Matches Made in Heaven, Dessert Edition

Food and wine pairing, part 2

In Tuesday’s blog, I discussed matching wines with difficult-to-pair vegetables such as asparagus, Brussels sprouts, and artichokes. I also offered suggestions for what to drink with sushi, and salty fare. Now let’s talk about the most important part of the meal—dessert.

These pairings take the same forethought as matching wines to entrées and side dishes. Some of this will seem counterintuitive, but bear with me.

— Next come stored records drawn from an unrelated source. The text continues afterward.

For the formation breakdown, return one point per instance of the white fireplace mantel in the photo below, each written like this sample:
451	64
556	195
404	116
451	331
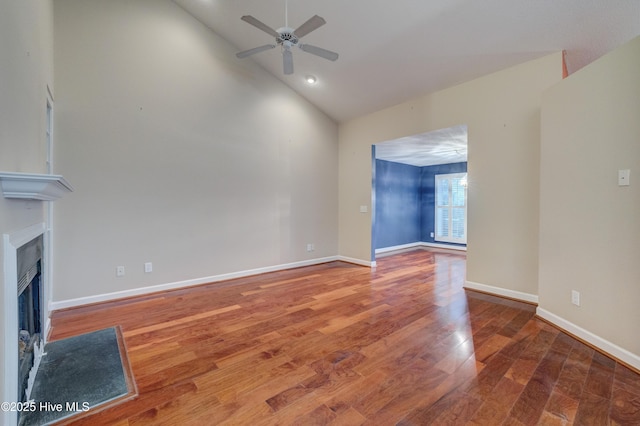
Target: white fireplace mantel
33	186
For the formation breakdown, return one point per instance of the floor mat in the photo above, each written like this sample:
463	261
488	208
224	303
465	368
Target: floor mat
78	374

Cheeses: Generally it’s a good idea to match soft cheeses with white wines, and hard cheeses with red wines, although some matches still present issues. For instance, blue cheese works best with Champagne or sparkling wines. If you’d rather have red with it, go for something earthy or herbal, such as a Chinon from France, or an Oregon pinot noir. There is also a famous odoriferous soft cheese called Époisses. Pair this with a sweet wine, such as Sauternes from Bordeaux or the Chenin-Blanc-based wines from the Loire region of France.

Chocolate: Many people pair California cabernet with chocolate. This usually works because the wine is packed to the rafters with sweet fruit, if not residual sugar. However, probably the best combinations are Port or a late harvest red wine, such as granache, cabernet franc, or syrah because the sweetness and texture will mimic those of the chocolate.

Fruit-based desserts: This can be more difficult. Desserts such as pies, galettes, and tarts that contain fresh or frozen fruit require just the “perception” of sweetness in the wine, in order to preserve the fruitiness in the dessert. Rieslings from Alsace or Germany (Spatlese or Auslese), Moscato d’Asti from Italy, or Sauternes from Bordeaux, and the Chenin-Blanc-based wines from the Loire are perfectly suited for these desserts. Alternatively, some domestic options also include Moscato d’Asti, ice wine, rieslings, and gewürztraminers.

As we’ve discussed, there really is no right or wrong way to pair food and wine, since our senses of taste and smell differ widely. These are merely suggestions. So, get out there and experiment. And, don’t forget to report back to us with your discoveries.